# Tell portmaster to not update dependencies?



## rihad (Aug 14, 2019)

Any way to do that? It's trivial to do that using ports directly: `cd somewhere; make && make install clean`. That's it. Portmaster on the other hand wants to upgrade all port dependencies too, and it tends to become tricky if one of such dependencies is a reverse-dependency of some other port that would then break, etc.


----------



## ShelLuser (Aug 14, 2019)

Portmaster only updates port dependencies when there's actually a newer version available. And if some weird 'reverse dependency' breaks something then that's not because of Portmaster but because of bad adminipastration _administration_. If you upgrade you'd normally upgrade all ports for which an update is available.

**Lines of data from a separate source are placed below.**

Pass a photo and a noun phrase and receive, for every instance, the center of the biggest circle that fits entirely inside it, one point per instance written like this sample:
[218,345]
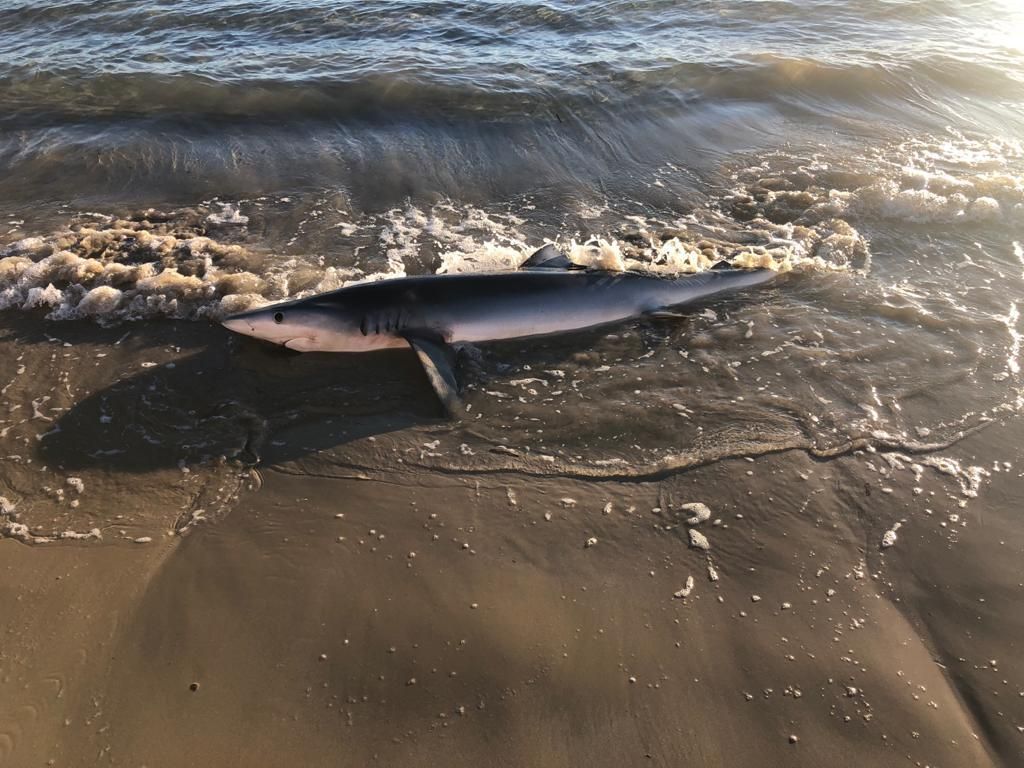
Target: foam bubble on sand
[924,181]
[700,512]
[686,590]
[698,540]
[229,214]
[889,538]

Do you by any chance mix the installation of ports and packages? Because that could also explain a thing or two...


----------



## SirDice (Aug 15, 2019)

ShelLuser said:


> adminipastration


Is this what pastafarians do?


----------



## getopt (Aug 15, 2019)

It is what might help after adminicastration.


----------



## ShelLuser (Aug 15, 2019)

SirDice said:


> Is this what pastafarians do?


Indeed, it's very advanced


----------



## Lamia (Aug 16, 2019)

"portmaster --update-if-newer" should do the trick.


----------